This week has low-key been the worst.
As I wrote that, I realized that it’s only Wednesday. Now I want to crawl into a hole and die.
The general consensus among my friends has been the full moon which I think arrives tonight. Mercury is out of retrograde so I can’t blame that.
I don’t, honestly, put much stock in astrological stuff but it’s a lot easier than admitting that depression is tapping on my shoulder.
The past two nights at work have been miserable to an all-new degree.
Monday night people we just horrible. I have never felt so disrespected in my life. I know waiting tables isn’t a glamorous job and people are typically mean, but this was to a whole new level.
One table simply demanded things from me all night. They went the entire visit without a “please” or a “thank you.” They would snap at me and start demanding things even when I was helping other people. Then they went ahead and tipped $3 on a $150 check.
For those keeping track that is a 2% tip.
The rest of the night wasn’t horrible but I could feel trouble brewing in my head.
Yesterday was business as usual. I woke up and got busy with some work stuff and chatted a bit with Andy about our super secret project.
When it came time to head into work I started to feel like crap. About ten minutes in I was done.
The night was a struggle and I had a full-on panic attack about mid-shift.
What’s so amusing, in retrospect, is I was twice asked if I was okay and I said “no” but nothing was done about it.
For the first time I fully admitted I wasn’t okay and they people who asked just kept walking.
If you’ve ever wondered why I just say, “I’m fine” now you know. Because no one cares.
Despite wanting to throw in the towel and just go home, I persisted and made it through the shift. By the end of it, I was about ready to scream but I made it through.

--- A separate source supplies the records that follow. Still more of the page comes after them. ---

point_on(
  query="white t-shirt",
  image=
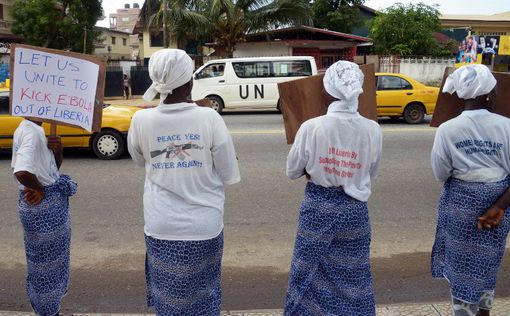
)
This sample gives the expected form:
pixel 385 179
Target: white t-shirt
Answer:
pixel 30 153
pixel 473 147
pixel 338 149
pixel 188 156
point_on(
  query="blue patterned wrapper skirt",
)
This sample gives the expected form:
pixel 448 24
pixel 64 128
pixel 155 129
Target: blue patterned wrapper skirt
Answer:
pixel 330 271
pixel 184 277
pixel 47 236
pixel 467 257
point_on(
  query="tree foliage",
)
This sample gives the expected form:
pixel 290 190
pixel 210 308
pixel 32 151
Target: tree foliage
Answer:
pixel 57 24
pixel 232 20
pixel 406 30
pixel 185 19
pixel 337 15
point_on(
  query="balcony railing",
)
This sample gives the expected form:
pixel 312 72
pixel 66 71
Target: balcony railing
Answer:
pixel 5 24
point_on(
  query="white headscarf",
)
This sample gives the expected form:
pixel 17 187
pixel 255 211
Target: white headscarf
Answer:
pixel 344 81
pixel 169 69
pixel 470 81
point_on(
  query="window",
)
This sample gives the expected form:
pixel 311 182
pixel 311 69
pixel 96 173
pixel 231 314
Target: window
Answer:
pixel 252 69
pixel 392 83
pixel 4 105
pixel 292 68
pixel 156 40
pixel 211 71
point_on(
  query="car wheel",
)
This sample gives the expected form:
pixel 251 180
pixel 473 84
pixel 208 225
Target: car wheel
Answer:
pixel 414 113
pixel 108 145
pixel 216 103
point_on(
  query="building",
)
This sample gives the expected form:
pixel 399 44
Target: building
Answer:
pixel 326 46
pixel 149 42
pixel 114 45
pixel 125 19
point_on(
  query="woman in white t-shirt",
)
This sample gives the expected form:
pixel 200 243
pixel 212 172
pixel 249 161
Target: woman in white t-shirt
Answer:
pixel 189 157
pixel 44 213
pixel 471 154
pixel 339 152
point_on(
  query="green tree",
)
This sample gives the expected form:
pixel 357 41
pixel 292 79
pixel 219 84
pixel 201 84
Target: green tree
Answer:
pixel 226 22
pixel 57 24
pixel 406 30
pixel 232 20
pixel 185 19
pixel 337 15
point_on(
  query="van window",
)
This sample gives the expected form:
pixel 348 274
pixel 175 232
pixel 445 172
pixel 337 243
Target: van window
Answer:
pixel 212 70
pixel 252 69
pixel 292 68
pixel 4 105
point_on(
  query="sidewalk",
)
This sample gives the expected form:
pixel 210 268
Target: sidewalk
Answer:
pixel 501 308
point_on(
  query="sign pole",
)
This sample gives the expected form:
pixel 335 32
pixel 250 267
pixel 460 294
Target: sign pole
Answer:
pixel 53 130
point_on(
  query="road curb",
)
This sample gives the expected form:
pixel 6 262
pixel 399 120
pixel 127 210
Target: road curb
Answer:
pixel 501 308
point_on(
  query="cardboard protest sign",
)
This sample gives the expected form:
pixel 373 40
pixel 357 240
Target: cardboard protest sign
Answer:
pixel 57 87
pixel 449 106
pixel 303 99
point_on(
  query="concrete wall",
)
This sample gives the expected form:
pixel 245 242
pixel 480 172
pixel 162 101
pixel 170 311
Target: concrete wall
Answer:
pixel 147 50
pixel 427 71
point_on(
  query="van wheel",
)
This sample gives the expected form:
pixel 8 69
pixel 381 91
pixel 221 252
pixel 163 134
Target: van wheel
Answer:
pixel 216 103
pixel 108 145
pixel 414 113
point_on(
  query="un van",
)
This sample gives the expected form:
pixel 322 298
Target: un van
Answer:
pixel 248 82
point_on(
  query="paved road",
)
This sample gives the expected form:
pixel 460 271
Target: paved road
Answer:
pixel 260 223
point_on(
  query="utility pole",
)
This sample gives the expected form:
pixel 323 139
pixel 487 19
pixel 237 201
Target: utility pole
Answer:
pixel 85 40
pixel 164 24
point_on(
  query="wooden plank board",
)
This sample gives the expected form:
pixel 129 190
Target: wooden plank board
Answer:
pixel 57 77
pixel 303 99
pixel 449 106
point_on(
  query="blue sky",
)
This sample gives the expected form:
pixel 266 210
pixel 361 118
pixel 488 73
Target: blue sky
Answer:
pixel 453 6
pixel 445 6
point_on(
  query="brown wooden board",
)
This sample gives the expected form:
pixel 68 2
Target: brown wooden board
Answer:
pixel 449 106
pixel 303 99
pixel 98 102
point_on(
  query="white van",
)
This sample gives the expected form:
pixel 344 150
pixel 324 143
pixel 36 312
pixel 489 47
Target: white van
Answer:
pixel 248 82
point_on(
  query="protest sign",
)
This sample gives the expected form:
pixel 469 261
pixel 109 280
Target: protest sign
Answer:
pixel 57 87
pixel 303 99
pixel 449 106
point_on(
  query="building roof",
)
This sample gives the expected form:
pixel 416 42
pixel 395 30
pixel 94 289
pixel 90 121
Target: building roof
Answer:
pixel 305 33
pixel 500 17
pixel 105 29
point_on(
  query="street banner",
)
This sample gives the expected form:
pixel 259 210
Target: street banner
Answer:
pixel 57 87
pixel 303 99
pixel 449 106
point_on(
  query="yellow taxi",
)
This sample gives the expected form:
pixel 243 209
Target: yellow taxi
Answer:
pixel 401 96
pixel 109 143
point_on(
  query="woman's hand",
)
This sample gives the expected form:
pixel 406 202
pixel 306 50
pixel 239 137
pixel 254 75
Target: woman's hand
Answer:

I can’t tell where I am in this cycle. I know I’m going through a depression. That was obvious this morning when I woke up and the best I could do was move to the couch and fall back to sleep.
Nothing like a good 12 hours of sleep.
I talked to Erica a bit last night and I know I need to leave my serving job. It’s not going to solve all of my problems but I can feel it slowly chipping away at my humanity.
If you’ve never served before, know that it is the soul-sucking worst sometimes. It changes you are a person. I hate who I become when I walk through those doors.
I have some time off for my birthday this weekend so I’m gonna keep my head up high and push through.
I got this.
That being said, does anyone want to buy me this Lego set? I really want it. Mostly because it has a Cassian Lego Figure and I very much have a crush on him.
I need a life.
I’m really hoping I can find it in me to get up and either work out or go for a run tomorrow. I haven’t been able to exercise because my bad leg has been acting up. I feel fine now but I have to start getting ready for work.
Hopefully some endorphins will make me feel better.